Opinion: Paranoia Strikes Deep

As City Council LGBT protection vote nears, a reminder of the risk: nothing
Greg Lacour
Citizens at a Feb. 1 public forum on changes to Charlotte's nondiscrimination ordinance, which the City Council will vote on next week.

The Charlotte City Council is expected next week to adopt a series of changes to the city’s nondiscrimination ordinance that have driven people in this town full-goose nuts for about a year. The changes would simply add marital and familial status, sexual orientation, and gender identity and expression to the characteristics already protected from discrimination in city contracting, public facilities, and taxis: race, gender, religion, national origin, ethnicity, and age.

But the debate here, as it’s been in other states and cities that have adopted similar changes, has centered on the nightmare prospect of a transgender woman using a public ladies’ room, thereby endangering or discomforting women and children. (There’d seem to be an equivalent threat of a transgender man using the men’s, but that’s for some reason perceived to be less of an issue.)

In December, the state of Washington adopted a new regulation that explicitly allows people to use public restrooms and locker rooms according to their gender identities. The predictable backlash, and arguments, ensued. So a Seattle-based independent news site decided to check with three states that have adopted similar measures.

And guess what?

Officials in Nevada, Oregon and Hawaii say that similar rules in the three states haven’t been linked to any crimes. Two cases cited by a Republican lawmaker as justification for the bill took place in Toronto, under rules different from those in Washington.

Soon after the Washington commission ruling last year, an uproar arose when Kitsap and Pierce County YMCAs notified their members that they would be complying with state law by allowing transgender people to use the locker rooms and shower facilities of their choice. At the time, critics warned the change would inevitably lead to abuse of the rules by men hoping to gain access to women’s locker rooms. Critics repeated the claims at public hearings for the bills in Olympia in recent weeks, at least two of which drew crowds that packed hearing rooms to capacity, and led lawmakers to limit the time for individual remarks.

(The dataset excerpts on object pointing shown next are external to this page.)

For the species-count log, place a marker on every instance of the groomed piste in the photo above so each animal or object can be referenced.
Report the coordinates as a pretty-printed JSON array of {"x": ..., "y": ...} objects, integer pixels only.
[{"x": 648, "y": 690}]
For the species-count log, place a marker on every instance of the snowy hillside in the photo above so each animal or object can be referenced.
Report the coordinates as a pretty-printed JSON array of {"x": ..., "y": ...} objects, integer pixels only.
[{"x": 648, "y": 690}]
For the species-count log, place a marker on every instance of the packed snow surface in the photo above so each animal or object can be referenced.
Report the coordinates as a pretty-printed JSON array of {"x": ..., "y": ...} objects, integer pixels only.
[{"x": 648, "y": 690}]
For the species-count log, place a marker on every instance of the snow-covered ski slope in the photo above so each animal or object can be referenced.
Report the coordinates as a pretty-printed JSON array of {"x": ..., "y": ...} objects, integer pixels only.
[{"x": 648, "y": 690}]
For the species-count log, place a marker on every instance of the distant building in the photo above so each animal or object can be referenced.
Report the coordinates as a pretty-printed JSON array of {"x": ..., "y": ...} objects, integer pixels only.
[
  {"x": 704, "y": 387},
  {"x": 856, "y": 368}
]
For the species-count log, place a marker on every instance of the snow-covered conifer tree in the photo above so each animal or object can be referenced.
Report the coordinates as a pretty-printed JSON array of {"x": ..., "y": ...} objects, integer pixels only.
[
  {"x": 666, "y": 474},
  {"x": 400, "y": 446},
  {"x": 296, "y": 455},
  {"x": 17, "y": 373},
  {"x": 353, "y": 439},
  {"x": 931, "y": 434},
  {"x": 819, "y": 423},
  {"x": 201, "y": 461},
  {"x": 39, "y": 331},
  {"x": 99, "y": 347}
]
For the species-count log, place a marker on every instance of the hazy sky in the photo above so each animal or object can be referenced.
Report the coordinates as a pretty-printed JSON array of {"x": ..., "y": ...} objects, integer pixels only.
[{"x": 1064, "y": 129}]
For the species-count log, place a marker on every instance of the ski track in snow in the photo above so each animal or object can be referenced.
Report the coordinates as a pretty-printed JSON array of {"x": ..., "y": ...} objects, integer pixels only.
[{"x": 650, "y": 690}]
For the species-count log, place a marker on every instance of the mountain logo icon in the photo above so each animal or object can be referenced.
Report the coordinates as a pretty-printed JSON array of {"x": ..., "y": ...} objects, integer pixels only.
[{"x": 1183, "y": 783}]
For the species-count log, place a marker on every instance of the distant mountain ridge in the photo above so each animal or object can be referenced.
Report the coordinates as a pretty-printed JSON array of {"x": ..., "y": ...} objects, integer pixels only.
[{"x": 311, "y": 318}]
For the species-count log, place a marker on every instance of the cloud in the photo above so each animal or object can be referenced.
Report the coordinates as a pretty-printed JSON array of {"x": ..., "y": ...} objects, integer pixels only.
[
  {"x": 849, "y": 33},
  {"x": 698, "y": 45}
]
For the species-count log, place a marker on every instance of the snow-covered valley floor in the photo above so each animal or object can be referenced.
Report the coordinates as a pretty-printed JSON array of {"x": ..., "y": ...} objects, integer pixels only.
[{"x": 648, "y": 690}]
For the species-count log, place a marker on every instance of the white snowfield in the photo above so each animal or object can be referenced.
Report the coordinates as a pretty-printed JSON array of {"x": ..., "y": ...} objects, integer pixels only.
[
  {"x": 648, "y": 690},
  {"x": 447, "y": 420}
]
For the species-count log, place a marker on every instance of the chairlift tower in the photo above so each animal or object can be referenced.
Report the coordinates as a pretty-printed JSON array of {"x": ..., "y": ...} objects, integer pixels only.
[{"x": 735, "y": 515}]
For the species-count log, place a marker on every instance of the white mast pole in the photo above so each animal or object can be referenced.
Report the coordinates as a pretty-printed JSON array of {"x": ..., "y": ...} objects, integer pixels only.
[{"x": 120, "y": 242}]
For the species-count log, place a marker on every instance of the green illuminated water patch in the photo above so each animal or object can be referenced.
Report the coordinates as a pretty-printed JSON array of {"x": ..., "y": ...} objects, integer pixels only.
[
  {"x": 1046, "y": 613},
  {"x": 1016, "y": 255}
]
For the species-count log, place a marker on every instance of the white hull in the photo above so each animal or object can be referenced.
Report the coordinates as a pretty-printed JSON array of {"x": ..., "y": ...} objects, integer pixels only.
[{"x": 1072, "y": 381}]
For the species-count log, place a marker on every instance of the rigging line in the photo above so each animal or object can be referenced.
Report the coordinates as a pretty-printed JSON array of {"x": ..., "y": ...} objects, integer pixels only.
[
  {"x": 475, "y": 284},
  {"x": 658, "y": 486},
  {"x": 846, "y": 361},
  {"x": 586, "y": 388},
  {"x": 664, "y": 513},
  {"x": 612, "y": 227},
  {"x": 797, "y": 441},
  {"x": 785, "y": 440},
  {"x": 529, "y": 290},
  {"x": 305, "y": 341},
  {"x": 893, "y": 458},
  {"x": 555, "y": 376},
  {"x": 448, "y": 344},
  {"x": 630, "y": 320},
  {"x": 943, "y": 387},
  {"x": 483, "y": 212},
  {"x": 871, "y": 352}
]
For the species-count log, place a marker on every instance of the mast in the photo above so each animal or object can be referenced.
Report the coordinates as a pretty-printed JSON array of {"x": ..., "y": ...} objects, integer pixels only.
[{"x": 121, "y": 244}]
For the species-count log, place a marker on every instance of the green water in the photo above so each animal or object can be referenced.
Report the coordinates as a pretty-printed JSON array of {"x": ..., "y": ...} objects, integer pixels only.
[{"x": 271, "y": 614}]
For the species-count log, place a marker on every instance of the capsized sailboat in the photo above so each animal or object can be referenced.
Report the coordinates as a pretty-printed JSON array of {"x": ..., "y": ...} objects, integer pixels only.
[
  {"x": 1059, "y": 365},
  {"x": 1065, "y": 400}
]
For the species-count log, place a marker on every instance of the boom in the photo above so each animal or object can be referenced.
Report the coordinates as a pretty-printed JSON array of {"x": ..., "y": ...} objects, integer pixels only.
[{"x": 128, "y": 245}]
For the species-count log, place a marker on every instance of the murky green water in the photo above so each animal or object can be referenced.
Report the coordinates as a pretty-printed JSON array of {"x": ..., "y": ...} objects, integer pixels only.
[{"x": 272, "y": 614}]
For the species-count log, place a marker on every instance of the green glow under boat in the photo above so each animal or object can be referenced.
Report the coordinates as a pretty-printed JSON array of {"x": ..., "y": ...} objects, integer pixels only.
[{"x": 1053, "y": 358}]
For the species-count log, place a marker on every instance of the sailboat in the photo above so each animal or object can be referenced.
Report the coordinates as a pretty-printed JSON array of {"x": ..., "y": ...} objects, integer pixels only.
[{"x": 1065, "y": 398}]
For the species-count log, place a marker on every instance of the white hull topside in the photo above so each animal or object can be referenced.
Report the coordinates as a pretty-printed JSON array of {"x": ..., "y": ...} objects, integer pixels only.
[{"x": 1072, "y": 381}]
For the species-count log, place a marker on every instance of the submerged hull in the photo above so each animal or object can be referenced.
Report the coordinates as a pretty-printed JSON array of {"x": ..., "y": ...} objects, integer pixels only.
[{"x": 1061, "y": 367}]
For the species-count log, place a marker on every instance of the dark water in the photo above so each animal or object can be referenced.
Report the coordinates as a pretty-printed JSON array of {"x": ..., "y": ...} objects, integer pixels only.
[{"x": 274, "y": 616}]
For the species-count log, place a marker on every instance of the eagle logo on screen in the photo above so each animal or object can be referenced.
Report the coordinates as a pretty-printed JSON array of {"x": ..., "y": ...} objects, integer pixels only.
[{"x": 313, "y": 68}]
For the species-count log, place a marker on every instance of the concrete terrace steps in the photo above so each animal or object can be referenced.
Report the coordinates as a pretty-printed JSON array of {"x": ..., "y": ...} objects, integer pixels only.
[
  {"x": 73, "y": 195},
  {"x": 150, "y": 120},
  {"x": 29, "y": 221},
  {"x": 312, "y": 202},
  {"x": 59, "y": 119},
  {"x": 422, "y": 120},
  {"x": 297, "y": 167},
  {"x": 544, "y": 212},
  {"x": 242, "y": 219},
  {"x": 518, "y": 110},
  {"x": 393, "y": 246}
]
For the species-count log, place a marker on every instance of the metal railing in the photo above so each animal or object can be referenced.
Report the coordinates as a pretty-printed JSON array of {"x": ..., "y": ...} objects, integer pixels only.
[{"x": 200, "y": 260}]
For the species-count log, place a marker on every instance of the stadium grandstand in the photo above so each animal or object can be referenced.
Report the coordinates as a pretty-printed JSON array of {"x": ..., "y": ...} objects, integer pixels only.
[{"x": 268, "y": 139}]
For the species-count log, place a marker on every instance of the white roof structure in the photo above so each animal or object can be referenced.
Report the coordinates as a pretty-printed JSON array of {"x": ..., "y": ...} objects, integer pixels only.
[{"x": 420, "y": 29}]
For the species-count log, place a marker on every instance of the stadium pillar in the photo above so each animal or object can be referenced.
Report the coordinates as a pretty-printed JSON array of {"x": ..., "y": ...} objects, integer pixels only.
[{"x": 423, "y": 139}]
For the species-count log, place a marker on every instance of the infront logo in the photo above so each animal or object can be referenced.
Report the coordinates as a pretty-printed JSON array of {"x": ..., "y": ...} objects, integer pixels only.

Sexual assault, voyeurism and victimization of minors and the disabled were themes brought up repeatedly in the hearings. In many of the remarks, supporters of the bills said that protections extended to transgender people would inevitably be abused by men, who would claim to identify as women to gain access to women’s restrooms and shower and locker facilities.

Officials in three nearby states with similar protections in place, however, said they hadn’t heard of the rules being abused that way.

“I’ve never heard of anything like that,” said William Hoshijo, executive director of the Hawaii Civil Rights Commission. His organization oversees the protections in the state, and has been involved with public discussions and discussions with lawmakers about the issue repeatedly since the protections were enacted. In those discussions, he said categorically, he has never heard a specific instance of such a crime.

“I’ve never heard, even from opponents, a specific example of an instance of sexual assault” where the perpetrator claimed protection under the rules, Hoshijo said.

Hawaii has had rules protecting transgender bathroom access in place for 10 years.

Oregon has had similar rules in place for nine years. Charlie Burr, a spokesman for the Oregon Bureau of Labor and Industries, said the agency would have heard of complaints or crimes related to rights protections, and that it also hasn’t received or heard of any.

A Las Vegas police department spokesman said that the department has seen no rise in sex crimes relating to protections for transgender bathroom access since rules there went into place in 2011. The most recent check on the issue was performed in 2014, said the spokesman.

I doubt any of this will change anyone’s mind, any more than it would help to point out that the transgender population is miniscule or that voyeurism and sexual assault, regardless of location or gender identity of perpetrator, are crimes. Charlotte City Councilman Ed Driggs, a Republican who opposes the changes, unintentionally got to the heart of the opposition when the council discussed the ordinance last week.

“We can have all the conversations we want,” he said. “It’s going to look like window dressing unless you see serious negotiation on exactly how this works in such a way as to lessen the discomfort of people who feel that their privacy and safety could be compromised.”

It remains unclear how, short of not adopting the changes, council members could negotiate away people’s discomfort when they’re committed to it. Plenty of people were, and remain, uncomfortable with having to interact with members of a different ethnic group, but that’s hardly an excuse to make racial discrimination legal. That’s the whole point of civil rights laws. They exist because otherwise citizens would use their discomfort as license to discriminate.

It’s impossible to debunk paranoid fantasies, one reason why using them to deny people rights is a bad idea. “Why are we intervening when there doesn't need to be an intervention?,” Dr. Gabriel Rogers, who owns a Christian counseling center and opposes the changes, asked during a Don’t Do It Charlotte news conference last week. “Why are we causing a disruption when there is no disruption?” By “we,” Rogers was referring to the city officials who proposed the ordinance changes. He might better have asked the question of himself.